The other is to set the current-highlight value. This is logical-or'ed with any highlight you specify the first way. You do this with the functions attron, attroff, and attrset; see the manual pages for details. Color is a special kind of highlight. The package actually thinks in terms of color pairs, combinations of foreground and background colors. The sample code above sets up eight color pairs, all of the guaranteed-available colors on black. Note that each color pair is, in effect, given the name of its foreground color. Any other range of eight non-conflicting values could have been used as the first arguments of the init_pair values.
Once you've done an init_pair that creates color-pair N, you can use COLOR_PAIR(N) as a highlight that invokes that particular color combination. Note that COLOR_PAIR(N), for constant N, is itself a compile-time constant and can be used in initializers.
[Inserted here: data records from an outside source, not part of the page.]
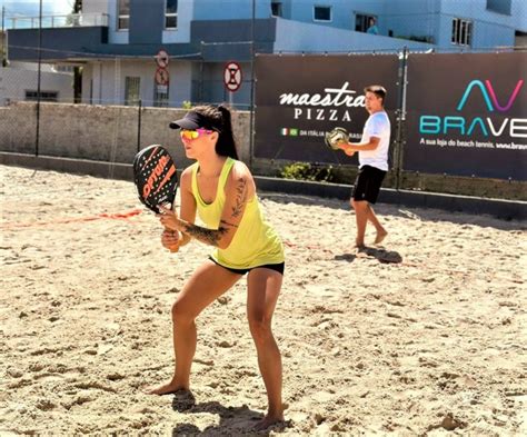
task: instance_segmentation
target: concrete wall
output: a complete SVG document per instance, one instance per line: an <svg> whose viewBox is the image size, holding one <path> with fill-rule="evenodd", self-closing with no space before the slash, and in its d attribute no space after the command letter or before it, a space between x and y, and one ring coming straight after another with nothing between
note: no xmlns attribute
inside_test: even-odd
<svg viewBox="0 0 527 437"><path fill-rule="evenodd" d="M6 67L0 64L0 107L11 100L24 100L26 91L38 90L38 71L26 68ZM36 67L36 66L34 66ZM73 101L73 77L70 73L47 72L47 66L42 67L40 89L42 92L52 91L58 93L60 102Z"/></svg>

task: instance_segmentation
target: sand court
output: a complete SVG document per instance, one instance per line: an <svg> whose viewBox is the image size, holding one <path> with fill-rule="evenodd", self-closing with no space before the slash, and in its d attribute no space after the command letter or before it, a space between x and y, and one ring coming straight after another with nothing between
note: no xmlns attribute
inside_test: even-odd
<svg viewBox="0 0 527 437"><path fill-rule="evenodd" d="M198 319L192 395L145 395L211 249L165 250L132 182L0 171L0 434L247 433L267 399L245 280ZM527 434L525 222L379 203L389 235L356 254L346 202L260 197L286 245L287 421L268 433Z"/></svg>

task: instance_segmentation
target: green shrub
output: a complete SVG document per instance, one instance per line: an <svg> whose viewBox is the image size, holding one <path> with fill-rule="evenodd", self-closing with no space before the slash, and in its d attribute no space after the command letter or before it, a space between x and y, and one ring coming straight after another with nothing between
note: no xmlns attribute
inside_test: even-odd
<svg viewBox="0 0 527 437"><path fill-rule="evenodd" d="M280 176L285 179L315 180L324 182L331 182L335 179L331 166L322 167L309 162L294 162L285 166L280 171Z"/></svg>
There is a freeware panels library available available for use withn curses that does a pretty good job of strengthening the overlapping-windows facilities.
Try to avoid using the global variables LINES and COLS. Use getmaxyx() on the stdscr context instead. Reason: your code may be ported to run in an environment with window resizes, in which case several screens could be open with different sizes.
To leave ncurses mode, call endwin() as you would if you were intending to terminate the program. This will take the screen back to cooked mode; you can do your shell-out. When you want to return to ncurses mode, simply call refresh(). This will repaint the screen.
There is a boolean function, isendwin(), which code can use to test whether ncurses screen mode is active. It returns TRUE in the interval between an endwin() call and the following refresh(), FALSE otherwise.
At the moment, ncurses has no hooks that are specialized to help you do this, though future versions will probably have them.
At minimum, your SIGWINCH handler should do a clearok(), followed by a wrefresh() on each of your windows (or, equivalently but more efficiently, wnoutrefresh() on each one followed by doupdate()).
For each call, you will have to specify a terminal type and a pair of file pointers; each call will return a screen reference, and stdscr will be set to the last one allocated. You will switch between screens with the set_term call. Note that you will also have to call def_shell_mode and def_prog_mode on each tty yourself.